The Frenchman, you may have guessed, is my osteopath. And I, in fact, have a bad back. If these two things weren’t the case I would struggle to justify the above, and might even stop the sessions.

However, to label my Frenchman merely an ‘osteopath’ would be to do him a massive disservice. The guy is, in actual fact, a bloody wizard. I don’t take my trousers off lightly, really I don’t. They only come off when they’re ordered off by someone who’s got tricks up their sleeve and this guy’s sleeves are bulging like mailsacks. I’ve been to a few backwhackers over the past 18 months, men who’ve squeezed me, folded me, clicked me and one who even pierced me with needles. But this man, this Frenchman, is the first one to apply sorcery to my injuries. And he’s getting results.

I did my back in in 2012, stamping on a dress in Leeds. Something slipped out or mushroomed up or went pop at the base of my back and soon I was a wretched, stooped mess, drooling with the pain and the injustice of it all. I don’t know if you’ve ever caved your back in, but I honestly couldn’t recommend it. I spent some weeks in tears, only able to walk with the aid of walls, lamp posts or by hooking my arm into the arms of friends. And ever since those paracetamol-filled days, I have been courting osteopaths on and off. But this, I think, is my first serious relationship. It’s only been three months, but I think, sometimes, you just know.

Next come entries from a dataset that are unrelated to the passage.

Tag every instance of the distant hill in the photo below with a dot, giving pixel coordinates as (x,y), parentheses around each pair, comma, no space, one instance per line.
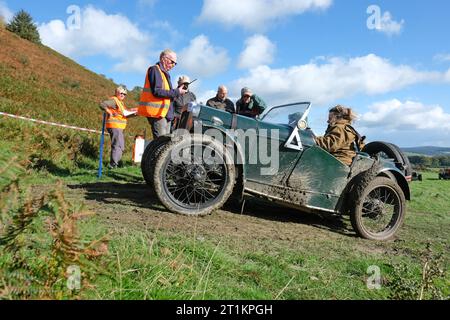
(38,82)
(427,151)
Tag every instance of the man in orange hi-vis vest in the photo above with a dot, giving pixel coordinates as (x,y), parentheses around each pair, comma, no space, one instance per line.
(157,95)
(116,122)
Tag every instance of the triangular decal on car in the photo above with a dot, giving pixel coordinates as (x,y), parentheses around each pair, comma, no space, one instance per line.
(294,142)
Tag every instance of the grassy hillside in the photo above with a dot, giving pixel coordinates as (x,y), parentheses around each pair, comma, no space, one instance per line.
(37,82)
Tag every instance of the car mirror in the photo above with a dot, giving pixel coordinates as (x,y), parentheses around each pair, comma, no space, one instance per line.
(302,125)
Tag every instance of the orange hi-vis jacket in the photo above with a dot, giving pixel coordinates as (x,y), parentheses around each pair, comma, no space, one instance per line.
(117,119)
(151,106)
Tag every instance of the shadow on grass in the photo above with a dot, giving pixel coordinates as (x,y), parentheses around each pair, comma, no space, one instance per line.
(133,194)
(51,167)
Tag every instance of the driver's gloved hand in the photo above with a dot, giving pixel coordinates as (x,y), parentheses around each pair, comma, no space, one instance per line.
(310,132)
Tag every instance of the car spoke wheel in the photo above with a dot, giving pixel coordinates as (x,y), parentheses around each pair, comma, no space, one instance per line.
(379,210)
(196,176)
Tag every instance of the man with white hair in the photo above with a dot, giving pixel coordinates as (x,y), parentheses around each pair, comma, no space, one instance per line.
(157,96)
(116,122)
(220,101)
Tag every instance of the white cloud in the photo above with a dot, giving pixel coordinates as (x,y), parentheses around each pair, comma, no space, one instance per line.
(201,58)
(395,115)
(390,26)
(259,50)
(327,80)
(5,12)
(256,14)
(148,3)
(100,34)
(442,57)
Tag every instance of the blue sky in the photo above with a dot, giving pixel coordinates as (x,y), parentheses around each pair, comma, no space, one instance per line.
(393,68)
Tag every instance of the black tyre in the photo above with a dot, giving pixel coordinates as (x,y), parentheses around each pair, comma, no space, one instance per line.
(196,175)
(378,209)
(149,157)
(389,151)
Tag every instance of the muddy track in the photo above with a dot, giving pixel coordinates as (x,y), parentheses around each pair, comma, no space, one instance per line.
(133,206)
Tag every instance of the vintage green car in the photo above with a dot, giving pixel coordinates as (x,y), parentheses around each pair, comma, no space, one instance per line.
(215,156)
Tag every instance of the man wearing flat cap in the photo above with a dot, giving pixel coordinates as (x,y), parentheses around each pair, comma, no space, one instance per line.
(180,102)
(250,105)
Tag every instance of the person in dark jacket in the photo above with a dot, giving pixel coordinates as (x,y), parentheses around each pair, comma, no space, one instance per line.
(250,105)
(157,96)
(340,137)
(180,102)
(220,101)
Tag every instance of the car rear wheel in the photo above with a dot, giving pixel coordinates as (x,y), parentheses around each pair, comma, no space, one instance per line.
(196,175)
(378,210)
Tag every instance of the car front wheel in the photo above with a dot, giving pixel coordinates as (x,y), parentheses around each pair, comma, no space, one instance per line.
(378,210)
(194,175)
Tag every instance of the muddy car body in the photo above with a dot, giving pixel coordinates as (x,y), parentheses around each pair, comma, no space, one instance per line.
(275,157)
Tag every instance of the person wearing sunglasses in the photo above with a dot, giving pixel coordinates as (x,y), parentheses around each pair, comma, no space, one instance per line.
(180,103)
(156,102)
(116,122)
(250,105)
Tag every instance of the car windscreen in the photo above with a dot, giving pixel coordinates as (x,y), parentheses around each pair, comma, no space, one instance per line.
(287,114)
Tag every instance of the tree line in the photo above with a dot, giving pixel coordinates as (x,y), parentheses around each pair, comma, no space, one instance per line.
(23,25)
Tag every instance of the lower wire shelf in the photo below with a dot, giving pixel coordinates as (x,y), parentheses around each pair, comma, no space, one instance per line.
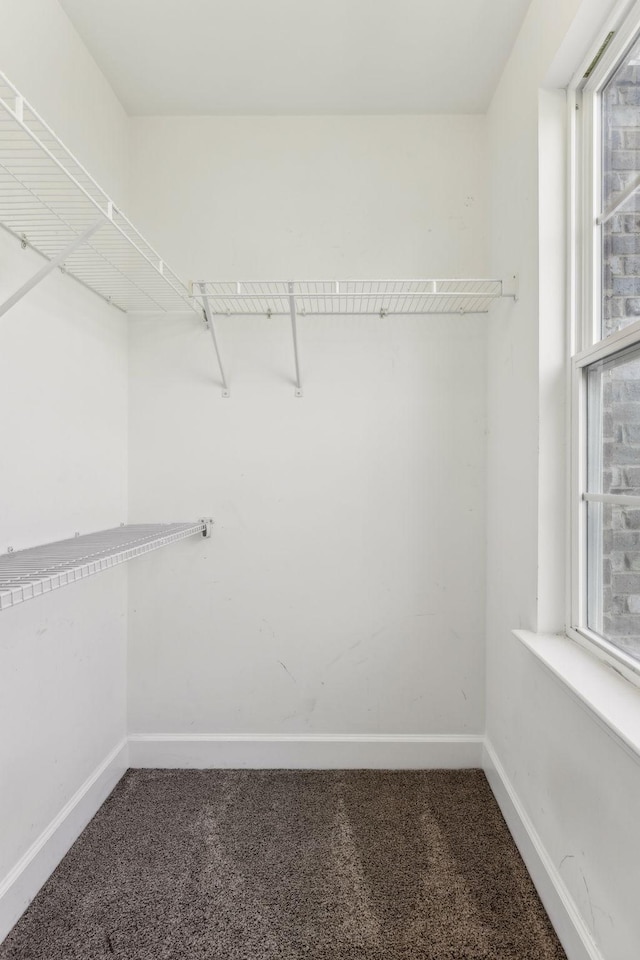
(25,574)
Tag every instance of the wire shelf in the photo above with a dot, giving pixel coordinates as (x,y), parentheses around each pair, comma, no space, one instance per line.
(48,200)
(25,574)
(362,297)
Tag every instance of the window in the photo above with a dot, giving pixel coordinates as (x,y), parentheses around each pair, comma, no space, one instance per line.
(606,363)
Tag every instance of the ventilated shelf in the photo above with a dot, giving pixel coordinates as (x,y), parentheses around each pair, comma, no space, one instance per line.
(296,298)
(366,297)
(50,202)
(25,574)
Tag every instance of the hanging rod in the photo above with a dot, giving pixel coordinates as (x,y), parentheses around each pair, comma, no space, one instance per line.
(25,574)
(52,204)
(296,298)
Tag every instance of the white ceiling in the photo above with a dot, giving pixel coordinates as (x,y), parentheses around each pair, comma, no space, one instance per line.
(299,56)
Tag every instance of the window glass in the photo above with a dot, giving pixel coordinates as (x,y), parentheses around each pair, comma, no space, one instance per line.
(620,203)
(613,530)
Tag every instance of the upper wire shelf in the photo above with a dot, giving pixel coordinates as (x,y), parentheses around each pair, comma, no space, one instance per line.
(50,202)
(25,574)
(361,297)
(295,298)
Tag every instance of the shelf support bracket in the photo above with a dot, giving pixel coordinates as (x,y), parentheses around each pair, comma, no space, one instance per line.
(209,317)
(51,265)
(294,330)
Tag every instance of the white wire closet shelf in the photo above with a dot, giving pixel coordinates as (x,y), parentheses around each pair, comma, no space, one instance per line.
(383,298)
(362,297)
(50,202)
(25,574)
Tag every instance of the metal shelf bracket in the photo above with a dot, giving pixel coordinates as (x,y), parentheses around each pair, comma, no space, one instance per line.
(294,331)
(57,261)
(208,526)
(212,330)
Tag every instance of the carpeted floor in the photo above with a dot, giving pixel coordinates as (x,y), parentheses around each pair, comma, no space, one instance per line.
(282,865)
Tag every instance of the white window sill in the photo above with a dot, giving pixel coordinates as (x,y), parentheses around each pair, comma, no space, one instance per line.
(614,701)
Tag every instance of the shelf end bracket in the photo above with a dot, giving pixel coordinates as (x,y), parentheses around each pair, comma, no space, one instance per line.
(209,318)
(294,331)
(51,265)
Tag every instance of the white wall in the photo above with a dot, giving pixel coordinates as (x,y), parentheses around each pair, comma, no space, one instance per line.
(578,787)
(63,466)
(342,590)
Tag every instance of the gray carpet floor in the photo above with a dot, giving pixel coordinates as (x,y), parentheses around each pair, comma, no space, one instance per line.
(282,865)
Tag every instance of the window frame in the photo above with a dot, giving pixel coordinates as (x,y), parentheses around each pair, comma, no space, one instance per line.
(586,346)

The first thing my Frenchman does is sit me down on a seat in his medical boudoir. The sound of pan-pipes slides about the room and my progress is assessed. My Frenchman is so quietly spoken I sometimes wonder whether he is speaking at all and often, when I look at his lips, I realise he isn’t. But when he needs to, he does. And when he’s done with speaking, he stands up and undresses me with his eyes – well he watches me undress – then he has a good old grope and scratches his chin and orders me on to the slab.

Once I’m horizontal I tend not to open my eyes again. I don’t want to go into his methods in any great detail, because I get the feeling they might be a secret and I don’t imagine he’s very proud of them. Suffice to say, his hands are upon me, but no force is applied, and the time flies. In our first session together he held my feet for about 10 minutes and I thought it was a pisstake. But somehow this drains the pain from my back, so I’m loath to call him on it. I just stay still. He grips me. Occasionally he sighs.

Sometimes I become aware that he is convulsing as he hangs from my flanks. It is as if he is channelling something. A god? Some indefinable energy? A better osteopath? Tiny convulsions. I don’t want to open my eyes for fear of what I might see. I worry I’ll see my Frenchman in a terrifying, rabid trance, like the little boy in The Shining. More likely I would encounter a French medical professional, looking sadly down at the dove-white body of an overweight columnist, reflecting on the life choices he’s made that have brought him to this.

The bottom line is that this wizard is curing my back. And anyone who’s ever had a back complaint will know, that’s the key. If I found an osteopath who flung shit at my face for 40 minutes each fortnight I’d still pay up if I felt it was strengthening my back. So I’m happy to fork out for my Frenchman’s curious mixture of spiritualism and stroking.